UW professor: ‘10 concerts' Facebook meme may reveal answer to security questions

by: KIRO 7 News Staff Updated:

Computer
Stephen Lam/Getty Images

If you’ve opened your Facebook app recently, your feed has likely been flooded with statuses of your friends posting “10 Concerts I’ve Been To, One is a Lie.”

A meme prompted the engaging challenge, in which people ask their friends to comment which concerts they truthfully attended.

An illustration of the “10 Concerts I’ve Been To, One is a Lie” poll that trended on Facebook.

But national security and information experts – locally and nationally – warn it could be a threat to your online privacy and security.

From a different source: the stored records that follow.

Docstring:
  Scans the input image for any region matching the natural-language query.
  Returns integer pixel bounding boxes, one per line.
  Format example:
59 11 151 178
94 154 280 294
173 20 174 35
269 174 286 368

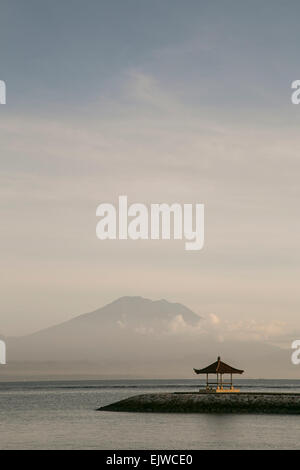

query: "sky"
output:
1 0 300 337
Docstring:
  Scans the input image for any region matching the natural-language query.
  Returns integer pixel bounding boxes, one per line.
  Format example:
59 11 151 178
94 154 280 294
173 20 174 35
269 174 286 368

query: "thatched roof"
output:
194 356 244 375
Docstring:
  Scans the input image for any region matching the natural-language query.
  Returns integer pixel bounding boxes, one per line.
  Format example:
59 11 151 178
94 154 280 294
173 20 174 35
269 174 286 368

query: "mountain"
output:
62 295 201 329
22 295 200 341
6 296 201 361
3 296 296 380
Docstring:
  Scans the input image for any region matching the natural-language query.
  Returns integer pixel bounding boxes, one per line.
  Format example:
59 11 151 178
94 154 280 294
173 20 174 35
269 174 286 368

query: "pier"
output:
99 392 300 414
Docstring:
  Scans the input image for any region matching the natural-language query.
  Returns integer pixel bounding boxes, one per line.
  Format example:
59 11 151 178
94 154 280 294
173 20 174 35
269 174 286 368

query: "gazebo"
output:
194 356 244 393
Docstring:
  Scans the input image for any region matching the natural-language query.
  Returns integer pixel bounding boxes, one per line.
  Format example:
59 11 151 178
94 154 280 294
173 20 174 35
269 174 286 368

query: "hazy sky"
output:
1 0 300 336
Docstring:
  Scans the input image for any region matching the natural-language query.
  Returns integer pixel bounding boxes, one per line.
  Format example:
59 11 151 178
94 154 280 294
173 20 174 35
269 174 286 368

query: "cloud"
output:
209 313 220 325
160 312 294 347
126 71 176 110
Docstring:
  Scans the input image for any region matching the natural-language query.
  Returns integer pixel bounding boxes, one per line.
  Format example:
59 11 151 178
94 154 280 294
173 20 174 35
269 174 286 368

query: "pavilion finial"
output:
217 356 220 361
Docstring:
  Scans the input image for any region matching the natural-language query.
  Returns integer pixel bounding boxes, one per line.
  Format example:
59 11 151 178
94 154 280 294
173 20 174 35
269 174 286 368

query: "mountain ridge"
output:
20 296 201 339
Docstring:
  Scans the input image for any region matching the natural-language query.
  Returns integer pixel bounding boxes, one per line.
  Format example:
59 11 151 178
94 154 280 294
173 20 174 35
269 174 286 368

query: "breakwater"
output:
99 392 300 414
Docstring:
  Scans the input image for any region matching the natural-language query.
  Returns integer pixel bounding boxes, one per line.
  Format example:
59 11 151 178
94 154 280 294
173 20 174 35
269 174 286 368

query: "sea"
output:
0 379 300 450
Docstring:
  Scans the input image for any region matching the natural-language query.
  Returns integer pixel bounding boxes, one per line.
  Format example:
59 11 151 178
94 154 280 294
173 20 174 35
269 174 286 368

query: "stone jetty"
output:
98 392 300 414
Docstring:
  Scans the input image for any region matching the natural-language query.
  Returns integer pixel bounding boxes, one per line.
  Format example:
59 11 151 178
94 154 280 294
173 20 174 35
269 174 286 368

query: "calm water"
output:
0 379 300 449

University of Washington crisis information professor Kate Starbird sent out a tweet on Friday morning explaining that many security questions ask users to submit their first concert as an answer.

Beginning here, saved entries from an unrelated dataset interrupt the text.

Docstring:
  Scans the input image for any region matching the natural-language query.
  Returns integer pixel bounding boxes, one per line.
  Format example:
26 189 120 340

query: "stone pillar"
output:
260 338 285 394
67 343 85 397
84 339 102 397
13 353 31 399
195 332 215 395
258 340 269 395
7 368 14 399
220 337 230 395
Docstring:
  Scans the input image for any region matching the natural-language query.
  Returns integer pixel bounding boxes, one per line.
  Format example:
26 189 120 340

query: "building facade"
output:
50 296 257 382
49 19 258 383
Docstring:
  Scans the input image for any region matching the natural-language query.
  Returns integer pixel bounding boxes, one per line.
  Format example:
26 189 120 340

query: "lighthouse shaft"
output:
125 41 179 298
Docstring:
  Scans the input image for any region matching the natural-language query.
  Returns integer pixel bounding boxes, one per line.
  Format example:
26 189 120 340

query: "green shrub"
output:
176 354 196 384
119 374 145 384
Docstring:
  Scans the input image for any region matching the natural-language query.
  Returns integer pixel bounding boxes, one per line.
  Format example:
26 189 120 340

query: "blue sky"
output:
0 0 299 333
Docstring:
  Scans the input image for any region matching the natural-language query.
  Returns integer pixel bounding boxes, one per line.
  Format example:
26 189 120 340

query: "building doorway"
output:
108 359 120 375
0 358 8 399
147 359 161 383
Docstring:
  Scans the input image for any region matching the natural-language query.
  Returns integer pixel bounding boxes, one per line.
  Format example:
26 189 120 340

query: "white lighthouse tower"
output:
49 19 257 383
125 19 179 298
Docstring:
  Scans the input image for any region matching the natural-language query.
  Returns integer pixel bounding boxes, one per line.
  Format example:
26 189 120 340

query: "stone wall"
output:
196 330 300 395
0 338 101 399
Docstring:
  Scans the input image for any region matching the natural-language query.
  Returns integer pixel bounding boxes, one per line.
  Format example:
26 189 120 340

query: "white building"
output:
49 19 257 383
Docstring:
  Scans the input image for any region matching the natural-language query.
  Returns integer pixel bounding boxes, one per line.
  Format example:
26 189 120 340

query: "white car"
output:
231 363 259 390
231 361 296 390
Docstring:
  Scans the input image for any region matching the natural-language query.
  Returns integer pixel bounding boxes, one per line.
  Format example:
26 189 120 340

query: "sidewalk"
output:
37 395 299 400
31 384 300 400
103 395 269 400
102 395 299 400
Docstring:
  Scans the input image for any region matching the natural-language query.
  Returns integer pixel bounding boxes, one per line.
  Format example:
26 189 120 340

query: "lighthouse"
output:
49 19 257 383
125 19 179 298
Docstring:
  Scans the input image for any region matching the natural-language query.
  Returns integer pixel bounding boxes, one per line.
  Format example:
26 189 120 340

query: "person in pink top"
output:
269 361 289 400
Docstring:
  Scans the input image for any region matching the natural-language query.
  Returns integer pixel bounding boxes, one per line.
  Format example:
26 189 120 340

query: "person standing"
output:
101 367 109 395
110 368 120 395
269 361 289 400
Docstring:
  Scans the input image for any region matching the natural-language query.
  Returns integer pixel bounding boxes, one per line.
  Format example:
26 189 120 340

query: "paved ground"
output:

Additionally, privacy experts caution the “10 concerts” poll could reveal too much about a person’s background and preferences and sounds like a security question.

Michael Kaiser, executive director of the National Cyber Security Alliance, called the threat moderate. He told The New York Times that the poll is similar to other quizzes on Facebook, and that the answers can reveal specifics about someone’s upbringing or culture.

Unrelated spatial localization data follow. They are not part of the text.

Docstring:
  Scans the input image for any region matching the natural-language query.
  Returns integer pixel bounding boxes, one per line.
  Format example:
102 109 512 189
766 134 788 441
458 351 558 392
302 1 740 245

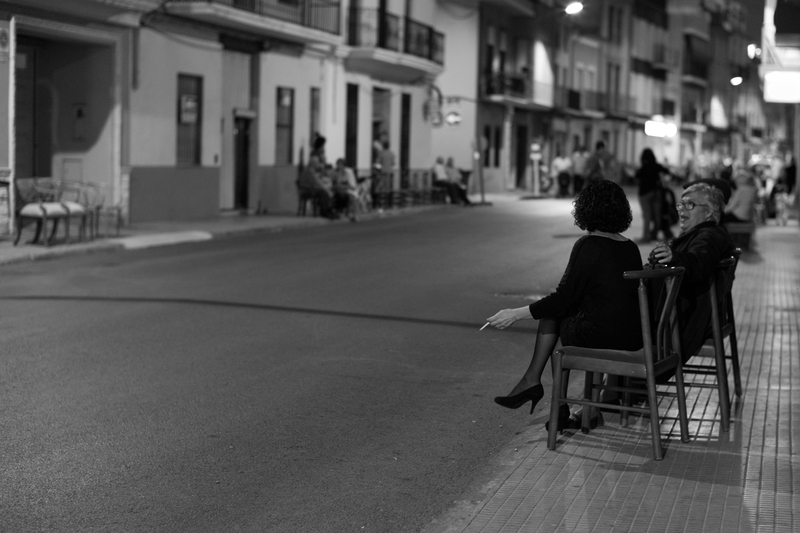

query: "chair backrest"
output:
624 267 685 365
713 248 741 327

Despite other warning of risk, Alec Muffett, a software engineer and security researcher, suggested that password protection for security questions begins with what users submit.
 
“The usual aphorism is: ‘Your password should be secret, but ‘secrets’ make really bad passwords’ — especially when they are just discoverable or guessable facts.”

Security experts advise that it’s best to make up an answer to your security answer, rather than a truthful one that could be easily obtained.